I’m not an idiot. But when it comes to student ministry, I started out as one.
When I entered my very first fulltime student ministry position, I was dripping with naivete’ and the proverbial cape on my back and a huge “S” on the chest of my blue unitard. As it turned out, the “S” stood for “Stupid Young Youth Pastor So Gonna Burn Out If He Doesn’t Learn Stuff Quick!”
I started in fulltime ministry at a church in Winchester, VA. While I left that particular ministry nearly 13 years ago, they’re probably still recovering. I arrived in town a week after graduating from college and that new college grad smell was still fresh.
And my first flash of idiotness was summed up in these four simple words: “You bring the ice.”
My very first volunteer youth leader was an incredible man named Jerry Mounts. I’ll never forget Jerry as long as I live. Without a word, he taught me so much about effectively loving and leading students. Unfortunately most of what I learned from him wouldn’t be absorbed until years later. Don’t forget, I was the one with the answers to the questions. And when you’re fresh from college, you’re less than teachable. After all, you had just been taught everything and now it was time to execute, right?!? Or so I thought.
Jerry Mounts owned a refrigeration business. So you can guess that he owned his own ice machine. Not the kind in your fridge, but the industrial size ice maker you see in places where a lot of ice is needed.
Once I knew that Jerry had an ice machine, this became his standing assignment for all youth events: “Jerry, you bring the ice. Thanks.”
I never asked Jerry his age at that time. But if I had to guess, I’d say early to mid 40’s. He had a son in college and a daughter in high school. And here I was swooping in at the ripe old age of 21, essentially saying, “Step aside, Jerry. I’m here.”

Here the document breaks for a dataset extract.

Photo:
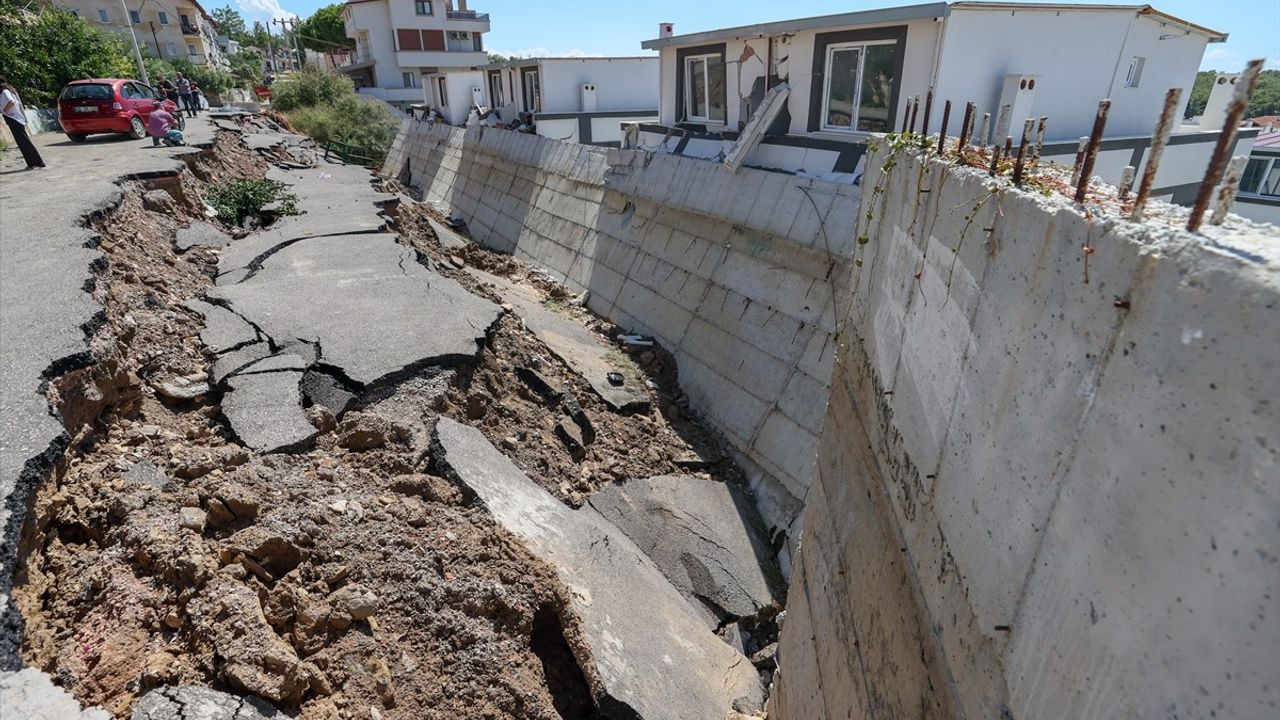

And something else I never asked Jerry: to do anything but “bring the ice.” I completely dismissed and discounted every other aspect of Jerry’s enormous, infectious, and totally beloved personality and completely failed to leverage that for an even more fruitful ministry to teens.
Why? Because I didn’t need Jerry to do anything but bring the ice for the drinks.
There’s an insane part of Jesus’ earthly ministry that just blows me away everytime I read it. It’s found in Luke 10. Jesus is well into his 3 years of public ministry. He has spent the majority of His time developing His disciples. In essence, He was cloning Himself in those around Him. There were 70 sent out–35 pairs of little Jesuses going out and doing what Jesus did: healing, touching, teaching, raising, casting out demons, and all the things that Jesus Himself was doing. Jesus didn’t tell the 70, “Just get out there and kill time til I get there to help these people.” He didn’t say, “You can’t do what I know how to do. So just entertain the crowd until I show up.” And He definitely didn’t tell anybody, “You bring the ice.”
As a ministry leader and influencer, one of my greatest successes is realized when I see the ministry I lead happen without me. And I’ve long since given up the egotistical notion that nobody can do it like I can. The funny thing is, that’s true. Nobody can do it like me. The egotistical part comes in when I actually think that’s a bad thing.
So, my ministry these days is primarily wrapped up in my interaction with adult leaders and student leaders. It’s not that I don’t care about every student. It’s that I care about every student so much, I’m willing to admit (not hard anymore) that I can’t possibly effectively minister to that many students.